Si l’Afrique s’était légitimement réjouie d’avoir été relativement épargnée par la première vague de la maladie du coronavirus, on ne peut pas en dire de même de la seconde vague qui sévit en ce début 2021. Le continent est manifestement plus vulnérable à cette seconde vague dont l’avènement coïncide avec l’apparition de variants jugés, eux-mêmes plus virulents. Par ailleurs, si la première vague ciblait davantage les personnes d’un certain âge, celle qui prévaut depuis quelques semaines s’attaque indistinctement aux jeunes et aux personnes âgées. Ainsi donc, c’est l’inquiétude et même la panique dans de nombreux pays du continent, depuis quelques semaines.
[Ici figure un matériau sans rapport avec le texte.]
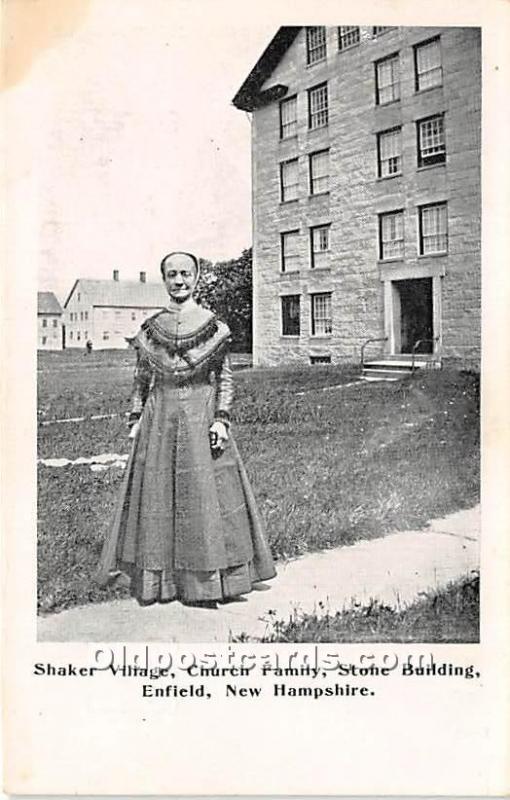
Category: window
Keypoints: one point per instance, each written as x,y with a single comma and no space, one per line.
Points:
319,172
319,237
315,44
433,229
389,153
431,142
288,117
318,106
321,314
387,80
427,62
347,37
289,180
290,250
290,315
391,235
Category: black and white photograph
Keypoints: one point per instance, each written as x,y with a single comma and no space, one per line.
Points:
255,440
266,427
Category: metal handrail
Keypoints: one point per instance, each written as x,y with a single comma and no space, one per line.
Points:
370,341
415,347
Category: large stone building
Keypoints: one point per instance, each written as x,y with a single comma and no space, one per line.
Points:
108,312
49,322
366,193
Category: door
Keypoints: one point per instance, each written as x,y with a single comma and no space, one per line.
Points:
416,319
Car d’une part, si les gestes barrières sont rangés aux oubliettes, d’autre part, les vaccins que l’on commence à administrer dans de nombreux pays du nord, restent plutôt inaccessibles en Afrique. Ne disposant pas toujours des ressources financières pour faire sa propre commande et n’étant pas une de sphère géostratégique ayant de l’influence, elle devra attendre que l’on serve d’abord les grands du monde. Car dans la course effrénée pour l’accès aux vaccins qui prévaut en ce moment, la compassion pro-africaine n’a pas sa place. On en est d’abord au chacun pour soi.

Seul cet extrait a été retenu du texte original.